Generic Variance in C# 4.0

2019-01-17 04:57发布

问题:

Generic Variance in C# 4.0 has been implemented in such a way that it's possible to write the following without an exception (which is what would happen in C# 3.0):

 List<int> intList = new List<int>();
 List<object> objectList = intList; 

[Example non-functional: See Jon Skeet's answer]

I recently attended a conference where Jon Skeet gave an excellent overview of Generic Variance, but I'm not sure I'm completely getting it - I understand the significance of the in and out key words when it comes to contra and co-variance, but I'm curious to what happens behind the scenes.

What does the CLR see when this code is executed? Is it implicitly converting the List<int> to List<object> or is it simply built in that we can now convert between derived types to parent types?

Out of interest, why wasn't this introduced in previous versions and what's the main benefit - ie real world usage?

More info on this post for Generic Variance (but question is extremely outdated, looking for real, up-to-date information)

回答1:

No, your example wouldn't work for three reasons:

  • Classes (such as List<T>) are invariant; only delegates and interfaces are variant
  • For variance to work, the interface has to only use the type parameter in one direction (in for contravariance, out for covariance)
  • Value types aren't supported as type arguments for variance - so there's no converstion from IEnumerable<int> to IEnumerable<object> for example

(The code fails to compile in both C# 3.0 and 4.0 - there's no exception.)

So this would work:

IEnumerable<string> strings = new List<string>();
IEnumerable<object> objects = strings;

The CLR just uses the reference, unchanged - no new objects are created. So if you called objects.GetType() you'd still get List<string>.

I believe it wasn't introduced earlier because the language designers still had to work out the details of how to expose it - it's been in the CLR since v2.

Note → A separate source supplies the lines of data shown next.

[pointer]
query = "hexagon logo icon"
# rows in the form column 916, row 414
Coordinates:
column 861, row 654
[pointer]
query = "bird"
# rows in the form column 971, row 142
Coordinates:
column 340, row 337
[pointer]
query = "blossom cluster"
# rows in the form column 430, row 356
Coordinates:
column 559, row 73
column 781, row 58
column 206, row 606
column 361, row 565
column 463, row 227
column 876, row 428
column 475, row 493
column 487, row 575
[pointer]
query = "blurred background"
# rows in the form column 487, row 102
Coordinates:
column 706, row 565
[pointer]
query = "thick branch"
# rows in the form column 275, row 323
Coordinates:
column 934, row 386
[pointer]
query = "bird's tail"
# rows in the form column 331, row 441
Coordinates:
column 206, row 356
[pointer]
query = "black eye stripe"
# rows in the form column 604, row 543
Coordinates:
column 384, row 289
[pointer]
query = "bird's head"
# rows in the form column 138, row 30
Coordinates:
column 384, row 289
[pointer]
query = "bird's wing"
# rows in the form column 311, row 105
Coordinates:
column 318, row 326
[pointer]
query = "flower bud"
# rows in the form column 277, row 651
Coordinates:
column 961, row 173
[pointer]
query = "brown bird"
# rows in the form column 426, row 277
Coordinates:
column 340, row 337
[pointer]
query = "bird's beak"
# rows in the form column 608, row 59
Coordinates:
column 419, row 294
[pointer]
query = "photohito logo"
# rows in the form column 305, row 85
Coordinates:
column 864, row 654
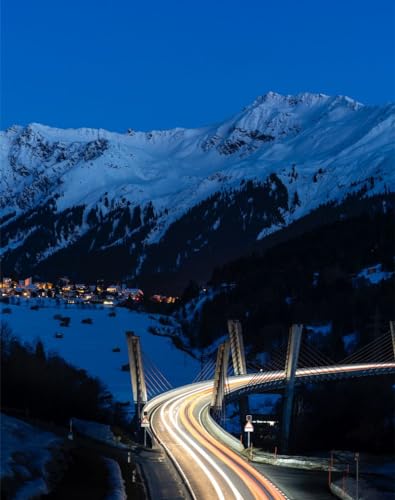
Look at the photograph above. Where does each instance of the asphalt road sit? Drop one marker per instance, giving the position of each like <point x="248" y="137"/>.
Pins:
<point x="298" y="484"/>
<point x="214" y="471"/>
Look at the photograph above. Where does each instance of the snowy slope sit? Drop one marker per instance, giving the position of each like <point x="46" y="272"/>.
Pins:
<point x="25" y="453"/>
<point x="320" y="148"/>
<point x="90" y="346"/>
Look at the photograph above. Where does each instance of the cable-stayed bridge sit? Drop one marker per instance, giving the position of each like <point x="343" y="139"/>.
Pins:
<point x="185" y="420"/>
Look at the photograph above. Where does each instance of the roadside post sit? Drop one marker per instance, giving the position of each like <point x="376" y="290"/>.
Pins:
<point x="70" y="436"/>
<point x="357" y="476"/>
<point x="145" y="424"/>
<point x="248" y="428"/>
<point x="330" y="470"/>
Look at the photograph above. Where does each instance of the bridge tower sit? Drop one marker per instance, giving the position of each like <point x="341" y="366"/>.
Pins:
<point x="136" y="372"/>
<point x="237" y="347"/>
<point x="221" y="370"/>
<point x="239" y="363"/>
<point x="294" y="341"/>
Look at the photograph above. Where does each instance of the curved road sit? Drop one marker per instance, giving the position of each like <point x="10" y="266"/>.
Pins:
<point x="210" y="469"/>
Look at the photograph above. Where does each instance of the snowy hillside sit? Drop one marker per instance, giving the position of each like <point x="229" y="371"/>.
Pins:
<point x="111" y="195"/>
<point x="26" y="452"/>
<point x="90" y="346"/>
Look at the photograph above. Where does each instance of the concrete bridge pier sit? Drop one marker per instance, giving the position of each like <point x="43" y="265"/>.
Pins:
<point x="137" y="376"/>
<point x="221" y="371"/>
<point x="239" y="363"/>
<point x="294" y="341"/>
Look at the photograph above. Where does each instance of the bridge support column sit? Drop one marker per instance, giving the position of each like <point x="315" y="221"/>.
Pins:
<point x="392" y="328"/>
<point x="137" y="376"/>
<point x="221" y="369"/>
<point x="237" y="347"/>
<point x="294" y="341"/>
<point x="239" y="363"/>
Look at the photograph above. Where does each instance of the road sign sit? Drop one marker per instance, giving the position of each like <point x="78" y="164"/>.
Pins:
<point x="144" y="422"/>
<point x="248" y="427"/>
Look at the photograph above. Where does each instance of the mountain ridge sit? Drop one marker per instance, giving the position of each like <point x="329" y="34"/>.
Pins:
<point x="313" y="148"/>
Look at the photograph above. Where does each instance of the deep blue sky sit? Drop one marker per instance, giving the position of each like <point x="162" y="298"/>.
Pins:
<point x="163" y="63"/>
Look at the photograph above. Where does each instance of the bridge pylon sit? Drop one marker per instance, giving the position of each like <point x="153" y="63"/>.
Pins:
<point x="294" y="341"/>
<point x="238" y="362"/>
<point x="137" y="376"/>
<point x="221" y="370"/>
<point x="237" y="347"/>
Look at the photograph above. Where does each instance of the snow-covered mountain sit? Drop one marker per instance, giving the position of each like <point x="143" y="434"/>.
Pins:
<point x="98" y="203"/>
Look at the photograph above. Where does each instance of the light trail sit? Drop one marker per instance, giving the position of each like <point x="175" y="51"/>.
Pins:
<point x="211" y="469"/>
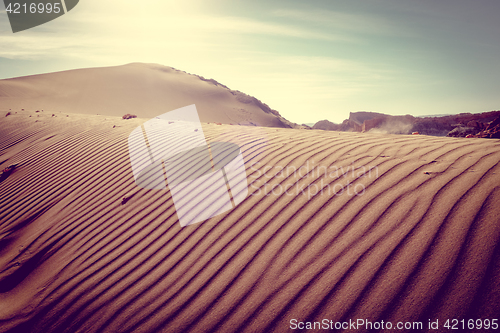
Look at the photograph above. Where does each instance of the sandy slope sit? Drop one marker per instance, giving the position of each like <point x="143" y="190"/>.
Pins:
<point x="145" y="90"/>
<point x="418" y="242"/>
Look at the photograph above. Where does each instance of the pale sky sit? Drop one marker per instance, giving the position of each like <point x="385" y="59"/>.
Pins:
<point x="309" y="60"/>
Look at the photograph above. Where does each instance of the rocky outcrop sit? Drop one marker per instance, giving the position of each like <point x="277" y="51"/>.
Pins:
<point x="490" y="130"/>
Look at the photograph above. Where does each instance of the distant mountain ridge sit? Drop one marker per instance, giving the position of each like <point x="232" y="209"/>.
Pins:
<point x="438" y="126"/>
<point x="145" y="90"/>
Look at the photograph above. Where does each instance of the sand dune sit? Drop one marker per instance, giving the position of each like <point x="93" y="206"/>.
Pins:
<point x="145" y="90"/>
<point x="337" y="226"/>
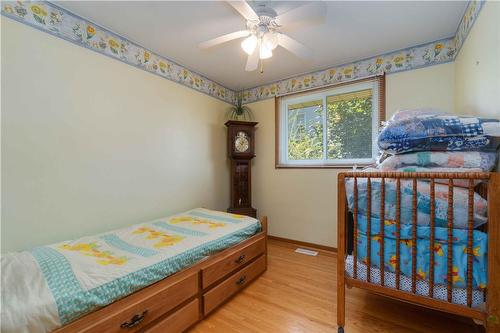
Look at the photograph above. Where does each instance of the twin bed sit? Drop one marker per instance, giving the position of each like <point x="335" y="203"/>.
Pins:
<point x="160" y="276"/>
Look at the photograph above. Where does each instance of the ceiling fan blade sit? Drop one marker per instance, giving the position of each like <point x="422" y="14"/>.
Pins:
<point x="244" y="9"/>
<point x="312" y="11"/>
<point x="293" y="46"/>
<point x="253" y="61"/>
<point x="224" y="39"/>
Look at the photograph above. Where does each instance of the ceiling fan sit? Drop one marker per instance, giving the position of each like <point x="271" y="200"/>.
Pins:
<point x="264" y="31"/>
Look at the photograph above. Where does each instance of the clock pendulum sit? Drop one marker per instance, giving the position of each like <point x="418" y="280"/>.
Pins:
<point x="241" y="150"/>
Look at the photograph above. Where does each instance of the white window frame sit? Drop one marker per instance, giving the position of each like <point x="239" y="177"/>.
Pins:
<point x="283" y="126"/>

The benefits are the same as other times where you want to be able to use one type as another. To use the same example I used last Saturday, if you've got something implements IComparer<Shape> to compare shapes by area, it's crazy that you can't use that to sort a List<Circle> - if it can compare any two shapes, it can certainly compare any two circles. As of C# 4, there'd be a contravariant conversion from IComparer<Shape> to IComparer<Circle> so you could call circles.Sort(areaComparer).



回答2:

A few additional thoughts.

What does the CLR see when this code is executed

As Jon and others have correctly noted, we are not doing variance on classes, only interfaces and delegates. So in your example, the CLR sees nothing; that code doesn't compile. If you force it to compile by inserting enough casts, it crashes at runtime with a bad cast exception.

Now, it's still a reasonable question to ask how variance works behind the scenes when it does work. The answer is: the reason we are restricting this to reference type arguments that parameterize interface and delegate types is so that nothing happens behind the scenes. When you say

object x = "hello";

what happens behind the scenes is the reference to the string is stuck into the variable of type object without modification. The bits that make up a reference to a string are legal bits to be a reference to an object, so nothing needs to happen here. The CLR simply stops thinking of those bits as referring to a string and starts thinking of them as referring to an object.

When you say:

IEnumerator<string> e1 = whatever;
IEnumerator<object> e2 = e1;

Same thing. Nothing happens. The bits that make a ref to a string enumerator are the same as the bits that make a reference to an object enumerator. There is somewhat more magic that comes into play when you do a cast, say:

IEnumerator<string> e1 = whatever;
IEnumerator<object> e2 = (IEnumerator<object>)(object)e1;

Now the CLR must generate a check that e1 actually does implement that interface, and that check has to be smart about recognizing variance.

But the reason we can get away with variant interfaces being just no-op conversions is because regular assignment compatibility is that way. What are you going to use e2 for?

object z = e2.Current;

That returns bits that are a reference to a string. We've already established that those are compatible with object without change.

Why wasn't this introduced earlier? We had other features to do and a limited budget.

What's the principle benefit? That conversions from sequence of string to sequence of object "just work".



回答3:

Out of interest, why wasn't this introduced in previous versions

The first versions (1.x) of .NET didn't have generics at all, so generic variance was far off.

It should be noted that in all versions of .NET, there is array covariance. Unfortunately, it's unsafe covariance:

Apple[] apples = new [] { apple1, apple2 };
Fruit[] fruit = apples;
fruit[1] = new Orange(); // Oh snap! Runtime exception! Can't store an orange in an array of apples!

The co- and contra-variance in C# 4 is safe, and prevents this problem.

what's the main benefit - ie real world usage?

Many times in code, you are calling an API expects an amplified type of Base (e.g. IEnumerable<Base>) but all you've got is an amplified type of Derived (e.g. IEnumerable<Derived>).

In C# 2 and C# 3, you'd need to manually convert to IEnumerable<Base>, even though it should "just work". Co- and contra-variance makes it "just work".

p.s. Totally sucks that Skeet's answer is eating all my rep points. Damn you, Skeet! :-) Looks like he's answered this before, though.